Die Umweltministerin Ulrike Scharf bittet zum Dialog. Nun sind auch die Isar-Auen in der engeren Wahl.

Auf der Suche nach einem geeigneten Standort für einen dritten Nationalpark durchstreift die bayerische Staatsregierung gerade die Isar-Auen im oberbayerischen Landkreis Freising. Nach der Rhön in Unterfranken sowie den Donau-Auen zwischen Neuburg und Ingolstadt soll nun auch der Auwald zwischen München und Landshut in die engere Wahl kommen.

Ziel wäre letztlich ein zweigeteilter Auwald-Nationalpark „Donau-Isar“ – und als solcher wäre er auch ein Novum in Deutschland. Der Grünen-Landtagsabgeordnete Christian Magerl aus Freising hatte angeregt, in die Überlegungen auch die Isar-Auen miteinzubeziehen. Bei einem ersten „Nationalparkdialog“ mit Experten unterschiedlicher Couleur wurden jetzt im Freisinger Landrats­amt schon mal Vor- und Nachteile gedreht und gewendet.
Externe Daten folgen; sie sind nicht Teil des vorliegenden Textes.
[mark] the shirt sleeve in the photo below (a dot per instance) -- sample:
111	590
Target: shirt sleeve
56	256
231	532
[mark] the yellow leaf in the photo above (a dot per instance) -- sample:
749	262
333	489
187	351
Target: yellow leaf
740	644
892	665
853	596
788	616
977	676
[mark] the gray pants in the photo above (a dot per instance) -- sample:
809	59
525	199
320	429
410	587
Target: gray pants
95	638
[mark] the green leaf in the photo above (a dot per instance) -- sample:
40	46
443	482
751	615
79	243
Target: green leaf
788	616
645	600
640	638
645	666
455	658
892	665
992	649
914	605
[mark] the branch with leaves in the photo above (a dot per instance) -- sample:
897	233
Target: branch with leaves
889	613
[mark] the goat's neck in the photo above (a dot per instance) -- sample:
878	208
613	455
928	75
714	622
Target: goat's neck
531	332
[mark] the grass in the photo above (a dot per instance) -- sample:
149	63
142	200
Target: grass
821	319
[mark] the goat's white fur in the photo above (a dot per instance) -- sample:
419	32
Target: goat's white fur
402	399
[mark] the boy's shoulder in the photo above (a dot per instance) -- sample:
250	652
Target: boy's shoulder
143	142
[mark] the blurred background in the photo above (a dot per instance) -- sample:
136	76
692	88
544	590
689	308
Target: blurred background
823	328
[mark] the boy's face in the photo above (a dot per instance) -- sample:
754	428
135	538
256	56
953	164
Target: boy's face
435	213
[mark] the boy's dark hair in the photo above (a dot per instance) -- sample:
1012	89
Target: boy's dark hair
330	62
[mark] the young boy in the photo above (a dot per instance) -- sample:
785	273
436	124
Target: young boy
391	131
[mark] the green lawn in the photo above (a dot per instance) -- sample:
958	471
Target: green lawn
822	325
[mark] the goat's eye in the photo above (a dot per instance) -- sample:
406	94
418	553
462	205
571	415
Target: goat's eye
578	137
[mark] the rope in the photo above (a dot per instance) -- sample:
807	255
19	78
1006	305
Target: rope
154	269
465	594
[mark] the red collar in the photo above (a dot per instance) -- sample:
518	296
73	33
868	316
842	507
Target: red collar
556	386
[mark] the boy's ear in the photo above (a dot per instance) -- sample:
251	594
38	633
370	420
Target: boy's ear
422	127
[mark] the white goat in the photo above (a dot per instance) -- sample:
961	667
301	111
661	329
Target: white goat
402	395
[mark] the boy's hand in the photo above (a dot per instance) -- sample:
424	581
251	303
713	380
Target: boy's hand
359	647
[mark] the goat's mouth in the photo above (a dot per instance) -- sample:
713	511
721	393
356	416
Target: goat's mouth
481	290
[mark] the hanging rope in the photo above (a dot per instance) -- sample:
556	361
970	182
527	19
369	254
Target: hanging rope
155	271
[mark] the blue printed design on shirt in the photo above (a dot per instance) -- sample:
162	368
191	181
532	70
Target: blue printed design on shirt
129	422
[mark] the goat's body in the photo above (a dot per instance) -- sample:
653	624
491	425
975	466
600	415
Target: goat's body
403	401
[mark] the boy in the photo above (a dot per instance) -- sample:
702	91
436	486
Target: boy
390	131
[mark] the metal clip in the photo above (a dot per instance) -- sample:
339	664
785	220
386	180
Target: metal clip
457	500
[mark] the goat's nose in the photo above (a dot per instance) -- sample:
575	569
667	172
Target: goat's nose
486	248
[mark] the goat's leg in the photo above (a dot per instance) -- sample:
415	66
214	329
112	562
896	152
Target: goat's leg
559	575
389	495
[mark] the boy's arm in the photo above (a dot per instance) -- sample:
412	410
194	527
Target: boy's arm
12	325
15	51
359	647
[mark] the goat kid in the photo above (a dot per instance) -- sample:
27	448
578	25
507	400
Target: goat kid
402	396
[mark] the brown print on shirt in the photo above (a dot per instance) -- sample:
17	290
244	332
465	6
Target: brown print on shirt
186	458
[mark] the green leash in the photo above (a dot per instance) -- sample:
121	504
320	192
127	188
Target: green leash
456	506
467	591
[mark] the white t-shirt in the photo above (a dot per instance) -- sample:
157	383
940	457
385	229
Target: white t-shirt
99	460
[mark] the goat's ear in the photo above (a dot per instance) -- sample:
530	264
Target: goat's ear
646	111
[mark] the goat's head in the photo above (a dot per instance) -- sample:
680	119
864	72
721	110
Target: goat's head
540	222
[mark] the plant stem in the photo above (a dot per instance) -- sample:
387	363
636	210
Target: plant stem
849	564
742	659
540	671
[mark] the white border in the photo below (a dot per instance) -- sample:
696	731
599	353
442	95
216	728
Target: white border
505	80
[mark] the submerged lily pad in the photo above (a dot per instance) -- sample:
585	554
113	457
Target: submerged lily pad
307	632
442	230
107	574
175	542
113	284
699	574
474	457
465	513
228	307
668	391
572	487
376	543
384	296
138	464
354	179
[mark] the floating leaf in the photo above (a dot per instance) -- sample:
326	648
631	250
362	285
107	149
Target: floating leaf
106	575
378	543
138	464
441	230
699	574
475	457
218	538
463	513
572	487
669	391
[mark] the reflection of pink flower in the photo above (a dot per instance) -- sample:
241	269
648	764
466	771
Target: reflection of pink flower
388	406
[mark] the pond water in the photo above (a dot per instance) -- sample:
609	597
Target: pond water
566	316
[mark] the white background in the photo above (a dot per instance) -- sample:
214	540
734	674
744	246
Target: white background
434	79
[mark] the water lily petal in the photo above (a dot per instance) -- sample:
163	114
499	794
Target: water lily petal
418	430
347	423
Es sei ein offener Prozess, betonte Umweltministerin Ulrike Scharf bei dem Treffen im Freisinger Landratsamt. Die Staatsministerin betonte außerdem, dass für einen solchen Nationalpark nur Staatsflächen bzw. Staatswald infrage kämen, niemand enteignet und auch keine kommunalen Flächen zwangsweise einbezogen würden.

Nach Angaben des Umweltministeriums würden zu dem Nationalpark die Isar-Auen zwischen Freising und Moosburg rund 2300 ha beisteuern, das Gebiet an der Donau wird mit rund 4000 ha beziffert. Die genauen Flächen stehen allerdings noch nicht fest.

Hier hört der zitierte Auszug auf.